The complexity class BQP (bounded-error quantum polynomial time) seems to be defined only considering the time factor. Is this always meaningful? Do algorithms exist where computational time scales polynomially with the input size but other resources such as memory scale exponentially?
2 Answers
BQP is defined considering circuit size, which is to say the total number of gates. This means that it incorporates:
- Number of qubits — because we can ignore any qubits which are not acted on by a gate. This will be polynomially bounded relative to the input size, and often a modest polynomial (e.g. Shor's algorithm only involves a number of qubits which is a constant factor times the input size).

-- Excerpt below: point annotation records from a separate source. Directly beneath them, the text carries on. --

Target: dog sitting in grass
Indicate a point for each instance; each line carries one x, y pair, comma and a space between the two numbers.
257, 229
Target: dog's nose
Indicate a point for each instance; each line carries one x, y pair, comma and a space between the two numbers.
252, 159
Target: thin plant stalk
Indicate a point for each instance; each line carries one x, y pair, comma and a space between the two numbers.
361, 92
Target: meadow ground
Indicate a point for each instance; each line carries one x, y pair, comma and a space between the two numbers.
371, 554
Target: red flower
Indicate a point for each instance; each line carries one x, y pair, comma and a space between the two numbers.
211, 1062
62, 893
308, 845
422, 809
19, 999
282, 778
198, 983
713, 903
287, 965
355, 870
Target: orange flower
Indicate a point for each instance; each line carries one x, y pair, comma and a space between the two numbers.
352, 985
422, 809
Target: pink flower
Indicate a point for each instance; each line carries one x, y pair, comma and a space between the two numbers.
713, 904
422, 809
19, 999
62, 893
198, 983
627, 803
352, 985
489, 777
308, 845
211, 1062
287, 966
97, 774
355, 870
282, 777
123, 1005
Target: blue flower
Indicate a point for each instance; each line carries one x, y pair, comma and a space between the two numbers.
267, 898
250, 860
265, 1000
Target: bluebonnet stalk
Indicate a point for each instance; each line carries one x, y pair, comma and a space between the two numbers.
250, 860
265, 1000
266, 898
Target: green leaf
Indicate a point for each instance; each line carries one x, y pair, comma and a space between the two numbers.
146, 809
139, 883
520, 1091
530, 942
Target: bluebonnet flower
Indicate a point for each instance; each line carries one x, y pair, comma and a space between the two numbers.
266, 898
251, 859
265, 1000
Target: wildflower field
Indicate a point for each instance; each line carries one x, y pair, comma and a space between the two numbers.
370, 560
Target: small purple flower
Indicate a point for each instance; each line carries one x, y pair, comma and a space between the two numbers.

- Circuit depth (or 'time') — because the longest the computation could take is if we perform one gate after another, without performing any operations in parallel.
- Communication with control systems — because the gates being performed are taken from some finite gate set, and even if we allow intermediate measurements, the amount of communication required to indicate the result of the measurement and the amount of computation required to determine what is done next is usually a constant for each operation.
- Interactions between quantum systems — even if we consider an architecture which does not have all-to-all interactions or anything close to it, we can simulate having that connectivity by performing explicit SWAP operations, which can themselves be decomposed into a constant number of two-qubit operations. This might give us a noticeable polynomial overhead which impacts how practical an algorithm is for a given architecture, but it does not hide an exponential amount of work.
- Energy — again because the circuits are decomposed into a finite gate-set, there is no obvious way to obtain an apparent speed-up by "doing the gates faster" or by hiding work in an exotic interaction, if our bound is in terms of the number of operations performed from a fairly basic set of operations. This consideration is more important in adiabatic quantum computing: we can't try to avoid small gaps just by amplifying the entire energy landscape as much as we like — meaning that we must take longer to do the computation instead, corresponding in the circuit picture to a circuit with more gates.
In effect, counting the number of gates from a constant-sized set captures many things which you might worry about as practical resources: it leaves very little space to hide anything which is secretly very expensive.
Not for memory, at least, as every memory access requires $O(1)$ 'time'.
In the term time complexity, 'time' is a bit misleading, as we actually count the number of elementary operations required to perform an algorithm. Under the additional assumption that these operations can be performed in '$O(1)$ time', we can say that our algorithm has a 'time complexity'. But what we are actually mean is that we have a 'operation complexity' which we express in time.
I think it is clearer that counting elementary operations is a fundamental and important measure of the number of resources required by an algorithm, as we can always decide how many resources each elementary operation requires.
While in the definition of BQP and for quantum algorithms we consider circuit complexity instead of 'operation complexity', circuit complexity can again defined in terms of operations on Turing machines, so the same reasoning applies.